Knowledge organization (KO) work is both critical and risky in the context of rising fascism, creating tools that support both discovery and censorship. Contemporary approaches require knowing how our design work contributes to either outcome. In this panel, we will apply our collective expertise in critique and design of knowledge organization to explore ethical approaches to KO work in dangerous times.

Date
May 28, 2025 10:30 ADT — 11:45 ADT
Location
Rowe 1007 and Zoom
Julia Bullard
School of Information, The University of British Colombia

Julia Bullard is an Assistant Professor at the School of Information, where teaches information organization, metadata, and radical information work. Her research examines how metadata and vocabulary design (mis)represents communities and their materials. Her current projects focus on how community organizations create and sustain their own specialized vocabularies. She serves on the board of the Canadian Association for Information Science and the Subject Analysis and Access standing committee of International Federation of Library Associations.

Melissa Adler
Faculty of Information & Media Studies, Western University

Melissa Adler is an Associate Professor and Graduate Chair in the Faculty of Information & Media Studies at Western University. Her research examines knowledge organization and state power and the paradoxes inherent to facilitating access to information. Her book, Cruising the Library examines the history of sexuality through the lens of Library of Congress classifications.
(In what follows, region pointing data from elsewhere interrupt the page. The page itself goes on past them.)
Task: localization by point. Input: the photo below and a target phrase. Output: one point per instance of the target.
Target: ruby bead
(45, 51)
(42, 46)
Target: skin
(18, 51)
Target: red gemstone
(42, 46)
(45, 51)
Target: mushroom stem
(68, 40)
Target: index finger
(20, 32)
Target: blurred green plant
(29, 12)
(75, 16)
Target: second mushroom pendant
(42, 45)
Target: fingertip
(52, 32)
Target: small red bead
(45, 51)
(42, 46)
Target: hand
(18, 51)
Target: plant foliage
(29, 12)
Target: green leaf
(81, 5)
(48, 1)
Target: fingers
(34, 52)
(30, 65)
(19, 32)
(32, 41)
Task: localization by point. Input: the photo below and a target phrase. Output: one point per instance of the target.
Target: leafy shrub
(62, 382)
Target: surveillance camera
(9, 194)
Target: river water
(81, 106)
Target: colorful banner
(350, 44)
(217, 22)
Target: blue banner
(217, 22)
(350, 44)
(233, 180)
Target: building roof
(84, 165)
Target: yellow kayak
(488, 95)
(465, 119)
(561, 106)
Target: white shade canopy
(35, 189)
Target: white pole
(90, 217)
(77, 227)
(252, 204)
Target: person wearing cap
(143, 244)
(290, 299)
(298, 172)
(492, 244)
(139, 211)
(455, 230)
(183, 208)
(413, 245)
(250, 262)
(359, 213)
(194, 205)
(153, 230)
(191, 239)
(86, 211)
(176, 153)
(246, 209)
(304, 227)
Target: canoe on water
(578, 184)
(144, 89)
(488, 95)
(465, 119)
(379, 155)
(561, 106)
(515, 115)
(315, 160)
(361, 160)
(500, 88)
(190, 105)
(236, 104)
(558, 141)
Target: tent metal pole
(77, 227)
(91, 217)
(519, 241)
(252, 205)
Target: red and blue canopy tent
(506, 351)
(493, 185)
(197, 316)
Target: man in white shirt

She has two books on Thomas Jefferson and the history of information due to be published in the coming year: Peculiar Satisfaction: Thomas Jefferson and the Mastery of Subjects and Surveillance and Security in the “Empire of Liberty”.

Stacy Allison-Cassin
Department of Information Science, Dalhousie University

Stacy Allison-Cassin is an Assistant Professor in the Department of Information Science at Dalhousie University in Halifax, Canada, Stacy engages in research related to linked data, and metadata and issues related to equity and justice. Stacy is the co-lead of the Respectful Terminology Platform Project and is currently the chair for the Teaching and Learning community and a member of council of the National Indigenous Knowledge and Language Association, and Indigenous-led association centered in Canada and sits several advisory bodies. A Citizen of the Métis Nation of Ontario, Stacy has with kinship connections to the Georgian Bay Métis community.

Sharon Farnel
University of Alberta Library

Sharon Farnel (MLIS, PhD) is a settler who lives and works in Amiskwacîwâskahikan, also known as Edmonton, located in Treaty 6 and Metis Territory. She is Head, Metadata Strategies at the University of Alberta Library, and since 2014 has been working with collaborators in the Inuvialuit Settlement Region on community-driven knowledge organization and resource description for their digital library. Her professional, research, and teaching focus on community-driven knowledge organization, reparative descriptive standards and practices, and linked and open metadata.

Ali Shiri
Ali Shiri
School of Library and Information studies, University of Alberta

Ali Shiri is a Professor in the Faculty of Education and is currently the Vice Dean of the Faculty of Graduate & Postdoctoral Studies. He received his PhD in Information Science from the University of Strathclyde Department of Computer and Information Sciences in Glasgow, Scotland. Ali has been teaching, researching, and writing about digital repositories, digital information interaction, data and learning analytics, and more recently on the generative AI implications and ethics in higher education and research. In his current research, funded by the Social Sciences and Humanities Research Council of Canada (SSHRC), he is developing mobile applications for cultural heritage digital libraries and digital storytelling systems for the Inuvialuit communities in the Northwest Territories in Canada’s Western Arctic.